Woran erkenne ich, dass ich (höchstwahrscheinlich) nicht in meiner Mitte bin?

- ich fühle mich nach Begegnungen / Tref oft / häufig erschöpft

- nach einem Arbeitstag fühle ich mich total „ausgesaugt“

- ich fühle mich oft nicht in meiner Kraft, ich bin schon müde bevor ich meine Arbeit aufnehme

- ich bin nicht in meiner Mitte, was sich wie folgt zeigen kann: „ich bin innerlich unruhig“, „ich bin unsicher“, „ich fühle mich durcheinander“, „ich fühle mich nicht ganz da / wach / präsent“, „ich bin unklar“, „ich fühle mich instabil“, „ich leide mit meinen Patienten zu sehr mit“

Wenn wir nicht in unserer Mitte ruhen, können wir als Lehrende den Weg in die eigenen Mitte weder authentisch verkörpern noch vermitteln.

Das Hara und die Hochsensiblen
In seiner Mitte zu sein bedeutet daher in seiner Kraft zu sein. Das Leben kraftvoll und authentisch auszudrücken, die Lebenskraft lebendig zum Ausdruck zu bringen. Grundsätzlich ist das Bewusstsein für die eigene Mitte für jeden Menschen wichtig, aber für hochsensible Menschen ist das Leben aus der Mitte meiner Erfahrung nach eine besondere Herausforderung.
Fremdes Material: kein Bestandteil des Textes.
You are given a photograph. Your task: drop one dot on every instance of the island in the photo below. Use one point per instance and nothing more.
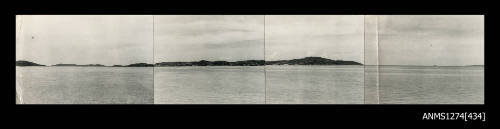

Die Hochsensibilität ist ein eigenes Thema, welches ich hier im Rahmen dieses Artikels, leider nicht behandeln kann. Aber einige Worte möchte ich dennoch darüber an dich weitergeben. Die (Hoch)Sensibilität ist eine Gabe und zugleich eine Aufgabe, in einer Welt die immer „gröber“, Reiz überfluteter und schnelllebiger wird. Ohne eine echte Integration bzw. Verkörperung dieser Gabe, stehen wir als sensitive Menschen großen Herausforderungen in unserem gewöhnlichen Alltag gegenüber.

Aus meiner persönlichen Erfahrung wie auch aus der Begleitung von unzähligen (hochsensiblen) Menschen über die vergangenen fünfzehn Jahre kann ich es wie folgt komprimieren und das ist auch der nächste Schlüssel zur Kultivierung des Hara:

Erdung, Zentrierung und eine gesunde Abgrenzungsfähigkeit sind für alle Menschen wichtig, aber in einem besonderen Maße für (hoch)sensible Menschen bedeutsam. Das eigene Hara zu kultivieren bedeutet die eigene Erdmitte und eine gute Verwurzelung / Erdung zu pflegen.


Die Stärkung unserer Mitte bedeutet, dass wir aus unser selber Kraft schöpfen lernen und das Qi empfangen, sammeln und konzentrieren können. Das untere Dantian ist nicht umsonst in Künsten wie Qi Gong, Taijiquan ein wichtiger Sammlungsort für unsere Energien. Je bewusster wir unserer Erdmitte werden, umso kraftvoller leben wir aus ihr heraus. Mit einem starken Hara können den Stürmen des Lebens besser „Stand halten“ und gefestigter durch Krisen gehen.
Ohne ein stabiles Hara kann uns alles, was uns im Leben begegnet, immer wieder "aus unserer Mitte werfen" und von ihr ablenken. Es ist wie bei einem Rad: der unzentrierte Mensch verweilt immer in den vielen verschiedenen Speichen des Rades und an der Peripherie, der Zentrierte bleibt im Mittelpunkt, in der Nabe.